На берег вынесло пару медуз — вместе с карамельными кусочками лазури…
Пульс сходит на нет…
И только ветер, ветер будет дуть неизменно и всегда…
Мишка вернулся домой минут через пятнадцать после того, как закончилась очередная серия.
— Где ты был?
— Извини. Я показывал папе «верхотуру».
«Твоему папе», — отметил я про себя.
— Разве тетя Даша не передала тебе?
— Ты обещал, что посмотришь со мной «Полночную жару».

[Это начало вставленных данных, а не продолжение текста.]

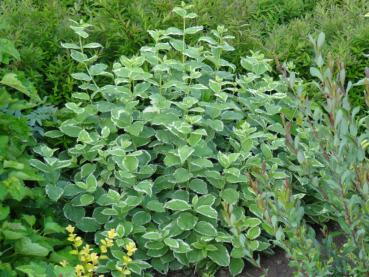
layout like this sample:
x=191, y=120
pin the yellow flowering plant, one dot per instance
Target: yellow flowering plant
x=91, y=259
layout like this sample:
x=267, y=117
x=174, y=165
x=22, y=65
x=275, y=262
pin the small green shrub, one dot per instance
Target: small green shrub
x=329, y=160
x=161, y=147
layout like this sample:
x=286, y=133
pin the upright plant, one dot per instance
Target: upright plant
x=329, y=160
x=162, y=146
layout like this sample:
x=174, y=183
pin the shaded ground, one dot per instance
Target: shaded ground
x=274, y=266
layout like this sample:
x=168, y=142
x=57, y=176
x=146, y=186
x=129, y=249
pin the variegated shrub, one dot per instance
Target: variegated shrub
x=164, y=146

— Я не смог. Прости меня. Расскажешь, что там было, ладно?.. Теперь пошли. Мы уходим.
— Куда?
— К Ольке. Пора ее проведать.
Если бы я в те годы догадался, что Олька Бердникова влюблена в моего брата, то, конечно же, в силу издержек детского возраста, принялся гримасничать и дразниться, — благо, у меня на это таланта было хоть отбавляй; Олька, однако, весьма умело скрывала свои чувства — не только я, но и все остальные из нашей проездной компании вряд ли о чем-либо догадывались — умело, но не предпринимая, впрочем, над собой никаких усилий, — я твердо убежден теперь, что ее чувства были лишены той юной пылкости, которою принято приписывать к явлению «первой любви». Нет-нет, Олька была взрослее нас всех — и чувства, которые она питала к моему брату, основывались на том, что «ты умеешь говорить любопытные вещи» или же «с тобой никогда не соскучишься — зачем ты снова инсценировал свою смерть?» или же «какие интересные у тебя идеи — неужели ты действительно думаешь, что купол можно соорудить, вырыв яму и вывернув ее наизнанку?» Пожалуй, у нее был дар: используя самые простые слова, восхищаться всеми теми витиеватостями, которые любил изрекать Мишка, но восхищаться безо всякой слепоты и восторга, а зрело и с выражавшейся интонационно глубиной и спокойствием, присущими, как правило, только особым женщинам.